Nursing practice calls for application of high standards of care when responding to the needs of the dying patient. In the case of Mr Newcomb, the nurse must introduce healthy communication in order to understand his wishes and priorities. Furthermore, the nurse must ensure that principles of Autonomy, Beneficence, Nonmaleficence and Justice are applied when providing nursing care. They should also use personal beliefs such as convictions, and values that they possess concerning death and life. Oncology care is one of the most challenging and stressful working environment in hospital settings among nurses. Therefore, nurses are required to initiate self-care strategies in order to avoid burnout and psychological fatigue. Some of the three strategies to promote self-care include use of mental self-care, physical self-care and emotion self-care techniques.


Blum, C. (2014). Practicing self-care for nurses: A nursing program initiative. OJIN: The Online Journal of Issues in Nursing, 19(3).

Butts, J. B., & Rich, K. L. (2012). Nursing ethics. Jones & Bartlett Publishers.

Crane, P. J., & Ward, S. F. (2016). Self-healing and self-care for nurses. AORN journal, 104(5), 386-400.

Grace, P. J. (2017). Nursing ethics and professional responsibility in advanced practice.

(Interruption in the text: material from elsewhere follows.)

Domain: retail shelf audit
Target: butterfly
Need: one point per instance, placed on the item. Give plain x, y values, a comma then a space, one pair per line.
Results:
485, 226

Jones & Bartlett Learning.

Izumi, S., Nagae, H., Sakurai, C., & Imamura, E. (2012). Defining end-of-life care from perspectives of nursing ethics. Nursing ethics, 19(5), 608-618.

Ranse, K., Yates, P., & Coyer, F. (2012). End-of-life care in the intensive care setting: a descriptive exploratory qualitative study of nurses’ beliefs and practices. Australian Critical Care, 25(1), 4-12.

Walker, A., & Breitsameter, C. (2015). Ethical decision-making in hospice care. Nursing ethics, 22(3), 321-330.